Título: ARGENTINA RESTRINGE IMPORTAÇÕES
Autor: Janaína Figueiredo/Vagner Ricardo
Fonte: O Globo, 08/07/2005, Economia, p. 27

Compra de 1,8 mil produtos deve ser à vista, o que prejudica o Brasil

BUENOS AIRES e RIO. Em meio às negociações entre Brasil e Argentina para incluir no Mercosul mecanismos que equilibrem o comércio e o fluxo de investimentos na região, o governo do presidente Néstor Kirchner adotou uma polêmica medida que prejudicará as vendas brasileiras ao mercado argentino e já provocou reação por parte dos negociadores do governo Lula. A resolução "A" 4.372, adotada em 23 de junho passado pelo Banco Central da Argentina (BCRA), exige o pagamento à vista para 1,8 mil bens de consumo importados, lista que inclui produtos como calçados, têxteis, eletrodomésticos, automóveis, papel, café e frutas tropicais, que representam grande parte das vendas brasileiras para a Argentina.

Ontem, o governo brasileiro questionou a medida durante um encontro entre o secretário-executivo do Ministério do Desenvolvimento, Marcio Fortes de Almeida, e o secretário da Indústria argentino, Miguel Peirano, na sede do BNDES, no Rio. Os dois negociadores discutiram, ainda, a aplicação de cotas às vendas de calçados e toalhas brasileiras ao mercado argentino. Atualmente estão em vigência acordos que limitam as exportações de fogões, geladeiras, máquinas de lavar e televisores brasileiros para a Argentina.

- Comunicamos nossa preocupação aos representantes argentinos e ficou acertado que os dois lados vão acompanhar os efeitos da medida do Banco Central argentino. Mais à frente, vamos conversar com as autoridades do Ministério da Economia - disse Márcio Fortes.

A nova regra do BCRA também foi duramente criticada pela Câmara de Importadores da Argentina (Cira), que exigiu a anulação da medida ao governo Kirchner.

- Os mais afetados serão os pequenos e médios empresários. Antes da medida, os importadores tinham prazos de até 180 dias para saldar suas dívidas com o exportador, hoje esse crédito desapareceu - explicou o presidente da Cira, Diego Pérez Santisteban. Segundo ele, trata-se de uma medida política "pois Kirchner está buscando o apoio dos empresários locais nas próximas eleições legislativas de outubro".
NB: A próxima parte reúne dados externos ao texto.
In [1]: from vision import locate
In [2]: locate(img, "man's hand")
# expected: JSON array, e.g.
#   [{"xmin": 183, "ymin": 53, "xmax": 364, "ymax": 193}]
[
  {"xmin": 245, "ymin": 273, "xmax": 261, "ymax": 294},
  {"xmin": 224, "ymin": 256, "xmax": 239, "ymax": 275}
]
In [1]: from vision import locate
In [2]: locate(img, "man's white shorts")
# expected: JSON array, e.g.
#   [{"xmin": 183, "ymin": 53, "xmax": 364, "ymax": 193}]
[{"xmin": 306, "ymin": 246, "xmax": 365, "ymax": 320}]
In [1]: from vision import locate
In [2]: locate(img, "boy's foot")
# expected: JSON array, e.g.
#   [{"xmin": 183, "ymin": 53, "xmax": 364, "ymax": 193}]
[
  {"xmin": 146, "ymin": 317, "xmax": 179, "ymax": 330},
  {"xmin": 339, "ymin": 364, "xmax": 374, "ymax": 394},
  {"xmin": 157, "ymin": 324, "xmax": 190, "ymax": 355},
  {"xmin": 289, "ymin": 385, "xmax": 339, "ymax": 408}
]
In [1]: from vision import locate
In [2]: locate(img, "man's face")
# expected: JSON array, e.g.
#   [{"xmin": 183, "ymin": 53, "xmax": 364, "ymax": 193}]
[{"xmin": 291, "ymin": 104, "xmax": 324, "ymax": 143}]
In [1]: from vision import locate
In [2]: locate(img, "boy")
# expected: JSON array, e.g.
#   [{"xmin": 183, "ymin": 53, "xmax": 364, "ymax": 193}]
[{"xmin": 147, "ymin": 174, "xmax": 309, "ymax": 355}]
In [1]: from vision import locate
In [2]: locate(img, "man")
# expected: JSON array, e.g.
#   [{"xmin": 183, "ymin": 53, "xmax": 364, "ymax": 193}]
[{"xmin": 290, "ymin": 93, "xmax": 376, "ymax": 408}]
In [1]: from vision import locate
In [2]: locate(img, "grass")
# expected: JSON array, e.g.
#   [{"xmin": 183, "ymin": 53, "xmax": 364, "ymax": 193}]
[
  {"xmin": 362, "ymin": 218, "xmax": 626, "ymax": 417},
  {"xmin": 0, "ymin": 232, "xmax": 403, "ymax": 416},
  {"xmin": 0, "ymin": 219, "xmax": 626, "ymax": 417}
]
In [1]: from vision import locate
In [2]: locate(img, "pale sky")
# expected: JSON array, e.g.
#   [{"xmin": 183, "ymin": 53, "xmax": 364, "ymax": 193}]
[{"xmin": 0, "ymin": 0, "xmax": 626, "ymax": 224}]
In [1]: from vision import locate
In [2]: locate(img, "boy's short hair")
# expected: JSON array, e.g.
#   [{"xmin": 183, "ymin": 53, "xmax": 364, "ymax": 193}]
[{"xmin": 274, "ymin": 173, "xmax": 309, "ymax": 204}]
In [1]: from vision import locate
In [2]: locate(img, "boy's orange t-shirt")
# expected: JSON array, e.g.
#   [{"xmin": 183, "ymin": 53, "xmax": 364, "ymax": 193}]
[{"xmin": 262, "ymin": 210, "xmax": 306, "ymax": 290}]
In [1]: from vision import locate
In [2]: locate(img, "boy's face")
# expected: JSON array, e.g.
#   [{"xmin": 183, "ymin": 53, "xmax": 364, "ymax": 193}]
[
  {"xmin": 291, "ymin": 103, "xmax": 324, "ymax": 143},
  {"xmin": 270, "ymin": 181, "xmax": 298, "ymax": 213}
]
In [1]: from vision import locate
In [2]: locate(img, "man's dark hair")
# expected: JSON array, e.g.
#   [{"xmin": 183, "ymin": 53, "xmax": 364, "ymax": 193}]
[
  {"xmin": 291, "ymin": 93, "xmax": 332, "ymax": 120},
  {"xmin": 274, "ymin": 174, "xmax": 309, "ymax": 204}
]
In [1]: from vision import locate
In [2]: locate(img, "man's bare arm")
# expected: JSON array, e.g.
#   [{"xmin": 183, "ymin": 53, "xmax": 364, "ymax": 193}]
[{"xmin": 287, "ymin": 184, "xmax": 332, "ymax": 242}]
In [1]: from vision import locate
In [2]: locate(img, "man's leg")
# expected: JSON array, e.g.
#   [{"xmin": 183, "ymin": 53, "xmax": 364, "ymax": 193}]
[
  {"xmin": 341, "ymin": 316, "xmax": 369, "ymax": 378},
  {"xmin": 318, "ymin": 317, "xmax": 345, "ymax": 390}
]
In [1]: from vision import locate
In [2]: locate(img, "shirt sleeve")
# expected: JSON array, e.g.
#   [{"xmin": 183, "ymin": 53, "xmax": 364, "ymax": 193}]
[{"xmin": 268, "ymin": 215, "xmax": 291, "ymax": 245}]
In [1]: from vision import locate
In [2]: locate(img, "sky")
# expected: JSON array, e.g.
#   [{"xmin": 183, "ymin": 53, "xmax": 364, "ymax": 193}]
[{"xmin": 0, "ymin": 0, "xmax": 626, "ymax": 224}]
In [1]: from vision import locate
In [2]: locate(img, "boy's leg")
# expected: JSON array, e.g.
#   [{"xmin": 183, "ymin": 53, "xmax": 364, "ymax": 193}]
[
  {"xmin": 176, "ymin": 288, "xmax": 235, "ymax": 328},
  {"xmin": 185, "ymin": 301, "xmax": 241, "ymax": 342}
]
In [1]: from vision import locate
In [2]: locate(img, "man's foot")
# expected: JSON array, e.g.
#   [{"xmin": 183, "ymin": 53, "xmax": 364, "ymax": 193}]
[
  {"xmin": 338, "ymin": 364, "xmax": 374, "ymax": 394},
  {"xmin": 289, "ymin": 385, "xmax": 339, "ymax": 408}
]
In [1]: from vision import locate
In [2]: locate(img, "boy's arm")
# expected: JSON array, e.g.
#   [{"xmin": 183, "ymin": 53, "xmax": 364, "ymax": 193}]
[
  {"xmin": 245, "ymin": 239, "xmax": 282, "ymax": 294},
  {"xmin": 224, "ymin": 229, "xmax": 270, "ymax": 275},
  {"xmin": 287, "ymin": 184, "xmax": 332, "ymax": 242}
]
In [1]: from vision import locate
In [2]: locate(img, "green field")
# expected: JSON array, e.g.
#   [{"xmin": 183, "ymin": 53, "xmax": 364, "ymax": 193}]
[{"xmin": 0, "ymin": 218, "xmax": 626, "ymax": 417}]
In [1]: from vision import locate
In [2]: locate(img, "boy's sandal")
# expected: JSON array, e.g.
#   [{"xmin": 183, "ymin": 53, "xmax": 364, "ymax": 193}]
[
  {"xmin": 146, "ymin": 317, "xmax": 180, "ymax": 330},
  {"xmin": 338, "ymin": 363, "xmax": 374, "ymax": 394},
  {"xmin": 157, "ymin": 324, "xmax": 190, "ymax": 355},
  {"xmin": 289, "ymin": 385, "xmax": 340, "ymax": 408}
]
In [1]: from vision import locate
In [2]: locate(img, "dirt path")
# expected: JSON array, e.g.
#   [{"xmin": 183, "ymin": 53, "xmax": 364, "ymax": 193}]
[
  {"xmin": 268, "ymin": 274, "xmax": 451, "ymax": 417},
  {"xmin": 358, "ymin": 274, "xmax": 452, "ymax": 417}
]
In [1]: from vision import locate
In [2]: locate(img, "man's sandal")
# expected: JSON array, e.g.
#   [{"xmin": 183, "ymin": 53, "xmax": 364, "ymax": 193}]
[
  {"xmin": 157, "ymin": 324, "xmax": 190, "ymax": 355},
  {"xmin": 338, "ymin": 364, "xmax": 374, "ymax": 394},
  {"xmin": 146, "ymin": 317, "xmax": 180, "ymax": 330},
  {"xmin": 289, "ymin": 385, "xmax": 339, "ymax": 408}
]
No governo Menem, Brasil adotou medida semelhante

A medida adotada pela Argentina é similar a uma implementada pelo Brasil em 1997. No entanto, na época, após forte pressão do governo do Menem, o Brasil abriu uma exceção para os parceiros do Mercosul, que só deviam cumprir as novas regras para importações acima de US$40 mil. Já a medida implementada pelo governo não prevê isenção para as importações de valores pequenos. Para o secretário-executivo do Ministério do Desenvolvimento, a decisão do BCRA pode afetar os setores menos capitalizados ou de varejo argentinos.

O argumento utilizado pelo governo Kirchner para ampliar sua ofensiva protecionista teve como eixo a necessidade de manter a cotação do dólar entre 2,90 e 3 pesos. Segundo as autoridades argentinas, os dólares que os importadores injetarão no mercado local ajudarão o governo em sua cruzada para evitar que a cotação da moeda americana fique abaixo do patamar considerado ideal pelo ministro da Economia, Roberto Lavagna. A explicação oficial, porém, não convenceu os importadores locais.

- Fizemos um cálculo do montante que seria destinado pelos importadores à compra de dólares e o valor não superaria os US$20 milhões diários. Esse montante não teria a menor influência na cotação do dólar. A medida é política, não econômica - enfatizou o presidente da Cira.